A past President of the Institute of Chartered Accountants of Nigeria (ICAN), Mrs Toyin Olakunri, has raised alarm that most Small and Medium Enterprises (SMEs) do no last long as a result of poor financial management, linked to lack of accountability.
Olakunrin, who doubles as Africa’s first female chartered accountant, lamented that despite the SMEs role in revitalising the economy, yet, many of these organisations have not benefited maximally from the accounting profession.
She noted that despite the challenging economic environment of the country, the wave of entrepreneurship sweeping across the nation is as a result of the resilience and survival instinct of the Nigeria spirit, adding “While some of them do not even have a proper accounting system, others have Accountants who are just engaged in the routine tasks of record keeping and financial statements. Yet, as a result of poor financial management which is linked to lack of accountability and informed business decisions, most of these businesses don’t last long.
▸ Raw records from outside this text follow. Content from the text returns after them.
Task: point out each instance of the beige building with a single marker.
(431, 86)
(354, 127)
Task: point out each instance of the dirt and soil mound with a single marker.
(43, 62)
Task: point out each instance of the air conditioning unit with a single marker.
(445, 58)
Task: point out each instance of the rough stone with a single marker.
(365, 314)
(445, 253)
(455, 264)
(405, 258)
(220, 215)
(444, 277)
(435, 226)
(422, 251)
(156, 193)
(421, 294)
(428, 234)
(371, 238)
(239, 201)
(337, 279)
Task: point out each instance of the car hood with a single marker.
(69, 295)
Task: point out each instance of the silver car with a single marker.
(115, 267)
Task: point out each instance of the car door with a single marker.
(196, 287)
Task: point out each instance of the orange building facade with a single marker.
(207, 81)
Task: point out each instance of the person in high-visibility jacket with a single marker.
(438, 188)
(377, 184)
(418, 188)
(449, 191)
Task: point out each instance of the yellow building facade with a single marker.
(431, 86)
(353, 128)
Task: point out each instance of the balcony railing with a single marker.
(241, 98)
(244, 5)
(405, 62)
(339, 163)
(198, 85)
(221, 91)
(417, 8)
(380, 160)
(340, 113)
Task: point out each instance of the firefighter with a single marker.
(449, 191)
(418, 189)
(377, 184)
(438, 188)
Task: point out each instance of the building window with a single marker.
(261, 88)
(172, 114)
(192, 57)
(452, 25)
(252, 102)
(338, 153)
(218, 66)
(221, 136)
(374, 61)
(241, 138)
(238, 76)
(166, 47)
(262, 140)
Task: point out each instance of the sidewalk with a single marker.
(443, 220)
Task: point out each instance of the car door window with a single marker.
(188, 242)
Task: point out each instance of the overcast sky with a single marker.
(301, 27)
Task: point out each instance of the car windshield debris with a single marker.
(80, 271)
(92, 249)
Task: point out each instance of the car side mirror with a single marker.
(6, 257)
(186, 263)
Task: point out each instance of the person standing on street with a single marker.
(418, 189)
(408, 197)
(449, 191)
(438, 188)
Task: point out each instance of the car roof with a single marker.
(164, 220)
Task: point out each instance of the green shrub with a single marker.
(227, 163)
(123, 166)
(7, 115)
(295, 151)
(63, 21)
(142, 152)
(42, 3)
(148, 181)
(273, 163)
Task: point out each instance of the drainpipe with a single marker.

“I am often asked about the role of the Accounting profession in curbing corruption. Over the years, accountants have earned a reputation for “creative dishonesty”. We have been implicated in several scandals and cases of financial misappropriation, which has created a general perception in the society that we are accomplices with evil. Most times, we dance to the tune of management, government officials and so on to aid them in unethical and corrupt practices.”
To this end, ICAN in collaboration with the Lagos State Government (LASG) brought together functionaries in the public sector to train them in line with the transition arrangement, in which the three tiers of government will base their financial statements on IPSAS modified cash basis of financial reporting from year 2013, IPSAS modified accrual basis in 2014 and full IPSAS accrual basis in 2015.”
ICAN President, Mr. Adedoyin Owolabi said, “The quest for transparency in governance necessitated the call for the preparation of financial reports by governments across various jurisdictions in line with IPSAS, to check the major defects of the cash basis of financial reporting particularly as it relates to the smooth tracking of assets created with public funds. It is known fact that assets acquired in the public sector are immediately expensed even when their useful life covers many years. This practice often encourages sharp practices and this reduces accountability of Ministries, Departments and Agencies (MDAs) in the management of public assets. The adoption of IPSAS will significantly help to eliminate this unacceptable practice.”